1. Dans l'entreprise
Le délit de harcèlement sexuel a fait son entrée dans le code du travail avec la loi n° 92-1179 du 2 novembre 1992, relative à l'abus d'autorité en matière sexuelle dans les relations de travail et modifiant le code du travail et le code de procédure pénale. Un ensemble de dispositions a été mis en place pour prévenir et sanctionner les faits de harcèlement sexuel dans l'entreprise.
a) L'interdiction du harcèlement sexuel et des mesures discriminatoires
Le code du travail rappelle que « les agissements de harcèlement de toute personne dans le but d'obtenir des faveurs de nature sexuelle à son profit ou au profit d'un tiers sont interdits » .
Surtout, il prohibe toutes les mesures discriminatoires , un licenciement ou un refus d'embauche par exemple, dont pourrait faire l'objet un salarié, ou un candidat à un recrutement, qui aurait subi, ou refusé de subir, des faits de harcèlement sexuel. Le code du travail prohibe également les mesures discriminatoires qui pourraient être prises à l'encontre d'un salarié ayant témoigné de l'existence d'agissements de harcèlement sexuel.
b) La prévention du harcèlement sexuel
L'employeur a une obligation générale de prévention des agissements de harcèlement sexuel . Il lui appartient de prendre « toutes dispositions nécessaires » en vue de les prévenir. Pour la Cour de cassation, l'employeur a, en la matière, une obligation de résultat : il doit anticiper les risques pour en empêcher la réalisation. A des fins pédagogiques, la loi de modernisation sociale a imposé que le règlement intérieur de l'entreprise rappelle les dispositions relatives à l'interdiction du harcèlement sexuel. L'ANI souligne que les entreprises doivent clairement affirmer que le harcèlement n'est pas admis et qu'elles peuvent élaborer une « charte de référence » annexée au règlement intérieur.
Le comité d'hygiène, de sécurité et des conditions de travail (CHSCT) concourt à cette action de prévention puisque le code du travail lui reconnaît explicitement qualité pour émettre des propositions d'actions de prévention en matière de harcèlement sexuel. Si l'employeur décide de ne pas les mettre en oeuvre, il doit motiver son refus.
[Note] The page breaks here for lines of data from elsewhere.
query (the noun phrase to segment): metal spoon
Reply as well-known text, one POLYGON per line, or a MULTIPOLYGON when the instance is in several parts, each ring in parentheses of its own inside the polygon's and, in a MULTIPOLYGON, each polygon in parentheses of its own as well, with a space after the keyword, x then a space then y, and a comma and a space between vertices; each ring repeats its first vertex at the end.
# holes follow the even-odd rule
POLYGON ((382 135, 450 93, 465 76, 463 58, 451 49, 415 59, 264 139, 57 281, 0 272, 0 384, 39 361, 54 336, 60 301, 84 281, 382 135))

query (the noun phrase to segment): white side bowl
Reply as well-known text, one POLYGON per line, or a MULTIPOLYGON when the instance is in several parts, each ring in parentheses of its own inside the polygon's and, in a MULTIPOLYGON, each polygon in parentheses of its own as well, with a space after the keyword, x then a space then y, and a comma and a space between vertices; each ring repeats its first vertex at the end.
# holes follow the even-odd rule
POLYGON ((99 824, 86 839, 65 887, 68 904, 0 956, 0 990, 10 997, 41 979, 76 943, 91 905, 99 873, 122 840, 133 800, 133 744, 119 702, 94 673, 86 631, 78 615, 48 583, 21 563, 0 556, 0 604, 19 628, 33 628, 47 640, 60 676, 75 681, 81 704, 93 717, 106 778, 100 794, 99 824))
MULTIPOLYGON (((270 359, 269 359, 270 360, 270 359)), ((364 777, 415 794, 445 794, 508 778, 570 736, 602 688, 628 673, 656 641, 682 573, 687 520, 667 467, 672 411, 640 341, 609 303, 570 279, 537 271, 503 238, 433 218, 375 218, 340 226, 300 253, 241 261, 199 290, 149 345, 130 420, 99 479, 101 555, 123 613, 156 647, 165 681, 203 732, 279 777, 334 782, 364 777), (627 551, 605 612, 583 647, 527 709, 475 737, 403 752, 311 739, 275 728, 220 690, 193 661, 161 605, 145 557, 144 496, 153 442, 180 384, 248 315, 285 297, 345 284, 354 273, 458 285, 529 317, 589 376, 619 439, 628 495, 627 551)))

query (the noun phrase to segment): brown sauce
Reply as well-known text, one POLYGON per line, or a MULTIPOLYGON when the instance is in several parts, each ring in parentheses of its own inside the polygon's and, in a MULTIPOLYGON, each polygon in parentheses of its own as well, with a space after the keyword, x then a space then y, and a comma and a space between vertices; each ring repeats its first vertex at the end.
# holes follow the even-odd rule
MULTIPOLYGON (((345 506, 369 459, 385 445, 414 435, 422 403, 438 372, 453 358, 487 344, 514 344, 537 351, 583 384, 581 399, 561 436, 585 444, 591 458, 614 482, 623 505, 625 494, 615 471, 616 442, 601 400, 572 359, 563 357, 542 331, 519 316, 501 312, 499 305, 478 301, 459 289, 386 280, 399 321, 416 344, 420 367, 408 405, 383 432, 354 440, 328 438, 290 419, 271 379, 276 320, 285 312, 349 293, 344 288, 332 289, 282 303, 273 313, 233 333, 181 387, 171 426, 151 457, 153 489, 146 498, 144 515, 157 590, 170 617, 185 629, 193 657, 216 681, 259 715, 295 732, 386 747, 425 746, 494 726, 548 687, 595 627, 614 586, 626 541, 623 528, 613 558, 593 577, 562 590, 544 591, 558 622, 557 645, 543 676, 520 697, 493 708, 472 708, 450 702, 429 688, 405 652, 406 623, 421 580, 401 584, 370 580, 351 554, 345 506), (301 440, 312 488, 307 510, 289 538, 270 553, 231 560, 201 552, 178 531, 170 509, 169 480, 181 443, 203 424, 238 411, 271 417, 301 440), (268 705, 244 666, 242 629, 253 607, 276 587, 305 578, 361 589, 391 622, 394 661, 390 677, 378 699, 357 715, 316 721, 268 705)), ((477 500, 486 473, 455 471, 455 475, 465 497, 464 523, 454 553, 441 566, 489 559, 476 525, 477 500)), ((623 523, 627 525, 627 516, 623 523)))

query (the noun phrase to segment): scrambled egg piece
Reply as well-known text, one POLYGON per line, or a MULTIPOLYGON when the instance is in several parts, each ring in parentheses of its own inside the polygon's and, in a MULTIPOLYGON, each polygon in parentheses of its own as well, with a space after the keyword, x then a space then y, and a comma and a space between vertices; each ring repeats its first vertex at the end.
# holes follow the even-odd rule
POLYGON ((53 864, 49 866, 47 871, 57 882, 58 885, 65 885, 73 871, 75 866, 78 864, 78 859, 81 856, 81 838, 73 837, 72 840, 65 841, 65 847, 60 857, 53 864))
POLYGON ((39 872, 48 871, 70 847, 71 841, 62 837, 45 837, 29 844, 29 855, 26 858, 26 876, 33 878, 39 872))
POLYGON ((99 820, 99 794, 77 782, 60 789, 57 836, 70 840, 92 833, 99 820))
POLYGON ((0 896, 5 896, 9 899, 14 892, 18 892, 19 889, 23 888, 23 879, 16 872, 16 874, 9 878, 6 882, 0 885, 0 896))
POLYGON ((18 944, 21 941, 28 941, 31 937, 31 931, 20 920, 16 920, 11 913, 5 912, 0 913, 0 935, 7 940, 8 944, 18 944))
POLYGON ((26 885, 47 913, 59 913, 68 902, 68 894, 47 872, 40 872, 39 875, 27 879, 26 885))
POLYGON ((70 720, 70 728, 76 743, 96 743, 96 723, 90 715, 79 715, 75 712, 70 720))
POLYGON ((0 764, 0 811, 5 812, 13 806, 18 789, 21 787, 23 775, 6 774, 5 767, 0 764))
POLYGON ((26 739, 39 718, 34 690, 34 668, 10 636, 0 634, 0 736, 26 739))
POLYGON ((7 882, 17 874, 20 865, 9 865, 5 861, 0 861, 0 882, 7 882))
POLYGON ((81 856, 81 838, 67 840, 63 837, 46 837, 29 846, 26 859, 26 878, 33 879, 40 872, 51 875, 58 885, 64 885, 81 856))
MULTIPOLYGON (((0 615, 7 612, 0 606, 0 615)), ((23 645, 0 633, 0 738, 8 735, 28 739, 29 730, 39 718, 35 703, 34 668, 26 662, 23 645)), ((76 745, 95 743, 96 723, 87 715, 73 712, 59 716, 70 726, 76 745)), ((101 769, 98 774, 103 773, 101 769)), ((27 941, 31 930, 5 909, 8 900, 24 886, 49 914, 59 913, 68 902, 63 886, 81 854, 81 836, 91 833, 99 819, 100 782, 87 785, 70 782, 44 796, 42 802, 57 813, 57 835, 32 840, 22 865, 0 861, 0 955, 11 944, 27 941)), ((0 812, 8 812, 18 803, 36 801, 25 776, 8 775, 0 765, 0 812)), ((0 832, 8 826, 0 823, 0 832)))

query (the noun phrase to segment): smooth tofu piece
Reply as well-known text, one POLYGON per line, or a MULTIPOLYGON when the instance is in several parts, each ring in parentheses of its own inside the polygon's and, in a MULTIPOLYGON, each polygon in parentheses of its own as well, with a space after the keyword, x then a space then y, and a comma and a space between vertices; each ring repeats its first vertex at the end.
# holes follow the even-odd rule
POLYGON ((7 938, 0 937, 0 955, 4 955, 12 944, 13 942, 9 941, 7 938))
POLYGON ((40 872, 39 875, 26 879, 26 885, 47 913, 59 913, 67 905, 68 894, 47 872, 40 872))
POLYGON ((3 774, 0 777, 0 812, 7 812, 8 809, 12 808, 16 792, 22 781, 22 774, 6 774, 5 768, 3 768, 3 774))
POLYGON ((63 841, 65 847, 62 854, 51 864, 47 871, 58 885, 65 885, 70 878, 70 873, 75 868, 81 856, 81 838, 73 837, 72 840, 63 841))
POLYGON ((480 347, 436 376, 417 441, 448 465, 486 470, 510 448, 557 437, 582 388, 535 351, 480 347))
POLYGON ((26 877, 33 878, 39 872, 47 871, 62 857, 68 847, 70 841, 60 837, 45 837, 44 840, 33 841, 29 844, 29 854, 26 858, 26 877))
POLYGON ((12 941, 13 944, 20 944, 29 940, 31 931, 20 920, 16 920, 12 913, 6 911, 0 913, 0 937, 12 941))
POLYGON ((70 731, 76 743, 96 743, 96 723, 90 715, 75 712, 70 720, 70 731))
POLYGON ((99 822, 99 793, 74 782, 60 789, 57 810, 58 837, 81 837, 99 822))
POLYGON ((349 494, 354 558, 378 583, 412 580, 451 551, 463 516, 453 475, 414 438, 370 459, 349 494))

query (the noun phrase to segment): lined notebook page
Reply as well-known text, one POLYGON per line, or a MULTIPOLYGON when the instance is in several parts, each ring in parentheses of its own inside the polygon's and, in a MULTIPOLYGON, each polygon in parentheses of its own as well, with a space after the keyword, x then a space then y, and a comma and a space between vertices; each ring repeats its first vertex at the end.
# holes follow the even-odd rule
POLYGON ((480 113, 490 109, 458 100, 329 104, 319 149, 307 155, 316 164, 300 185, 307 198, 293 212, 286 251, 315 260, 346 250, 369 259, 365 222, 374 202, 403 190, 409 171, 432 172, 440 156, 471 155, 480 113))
Les services de santé au travail, qui sont habilités à conseiller l'employeur, les salariés et les représentants du personnel sur les mesures à prendre afin d'éviter ou de diminuer les risques professionnels, sont aussi un acteur essentiel dans la chaîne de prévention. Dans les établissements d'au moins deux cent cinquante salariés, le service social du travail, chargé de suivre et de faciliter la vie personnelle des salariés, peut également intervenir.
Plus généralement, l'ANI rappelle qu'une meilleure sensibilisation et une formation adéquate des responsables hiérarchiques et des salariés réduisent la probabilité des cas de survenance de harcèlement.
c) La sanction du harcèlement sexuel
Si le harcèlement n'a pu être évité, le salarié qui en a été victime a plusieurs voies de recours.
Il peut d'abord, comme tout citoyen, saisir le tribunal correctionnel pour faire condamner la personne fautive.
Sur le plan civil, il peut saisir le conseil de prud'hommes pour demander réparation de son préjudice.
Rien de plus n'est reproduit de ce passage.